東日本大震災の津波で妻と娘2人、義理の両親らを失った宮城県気仙沼市の牛乳販売店経営千葉清英さん(41)。

結婚後に移り住んだ気仙沼の復興に役立ちたいと、従業員の雇用を守って仕事を再開させた。

家族で唯一無事だった長男瑛太君(10)とのキャッチボールが、わずかに心和むひととき。千葉さんは「この子を一人前に育てながら、お世話になった人たちに恩返しよう」と自分を奮い立たせている。

東京都出身で酒類量販店の営業マンだった千葉さんは8年前、妻美奈子さん(41)の故郷・気仙沼市に移住。美奈子さんの父宏一さん(68)と母美代子さん(66)が営む牛乳販売店を継いだ。

震災による津波で事務所は流失。従業員約10人は無事だったが、家族が犠牲になった人も多い。

4月25日朝、宏一さんと親交のあった菓子店経営者から店の一角を借りて牛乳配達を再開。千葉さんは「雇用を守り、地域の役に立つことを最優先に考えた。一日も早く仕事を再開したかった」と話す。

3月11日は事務所で地震に遭った。美奈子さんらを避難させた後、津波が事務所を襲った。千葉さんは橋の欄干につかまり九死に一生を得た。

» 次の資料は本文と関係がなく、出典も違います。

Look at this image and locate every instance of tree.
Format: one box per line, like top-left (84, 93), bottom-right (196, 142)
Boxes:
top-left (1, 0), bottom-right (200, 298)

学校にいた瑛太君は難を逃れたが、美奈子さんと長女くるみちゃん(6)、次女祐未ちゃん(3)が死亡。さらに宏一さんと美代子さん、美奈子さんの妹畠山理絵子さん(38)と理絵子さんの長男で生後5カ月の諒大ちゃんも犠牲になった。

遺体安置所で対面したときには「気が狂いそうだった」というが、瑛太君の存在と友人らに支えられ、自分を見失わずに耐えることができた。

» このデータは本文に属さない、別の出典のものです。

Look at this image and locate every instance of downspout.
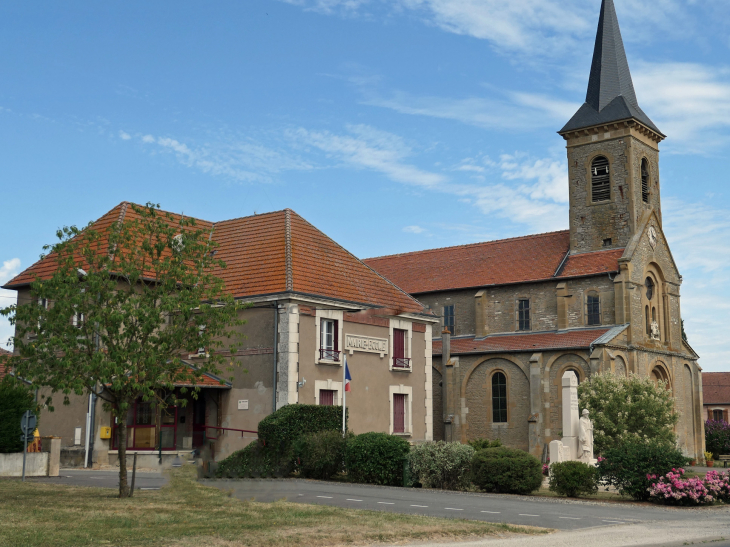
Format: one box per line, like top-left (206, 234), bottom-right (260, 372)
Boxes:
top-left (271, 300), bottom-right (279, 413)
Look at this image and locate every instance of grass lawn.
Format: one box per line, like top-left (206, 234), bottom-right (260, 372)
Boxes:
top-left (0, 467), bottom-right (547, 547)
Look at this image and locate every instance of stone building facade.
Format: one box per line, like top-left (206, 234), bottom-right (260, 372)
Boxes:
top-left (366, 0), bottom-right (704, 459)
top-left (0, 203), bottom-right (438, 466)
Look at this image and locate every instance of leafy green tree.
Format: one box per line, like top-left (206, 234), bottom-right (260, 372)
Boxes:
top-left (0, 203), bottom-right (242, 497)
top-left (578, 373), bottom-right (679, 454)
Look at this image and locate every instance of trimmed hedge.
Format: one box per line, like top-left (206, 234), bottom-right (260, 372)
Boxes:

友人たちは連日、千葉さん親子が身を寄せる親戚宅に物資やおもちゃを送ってくれた。瑛太君は母や妹の死を知らされても、涙も見せずに千葉さんを気遣った。

瑛太君との夕方のキャッチボールが被災後の日課になっている。「瑛太のため、地元の気仙沼のため頑張りたい。自分を支えてくれた人に恩返ししたい」と千葉さん。親子で悲しみを乗り越えようとしている。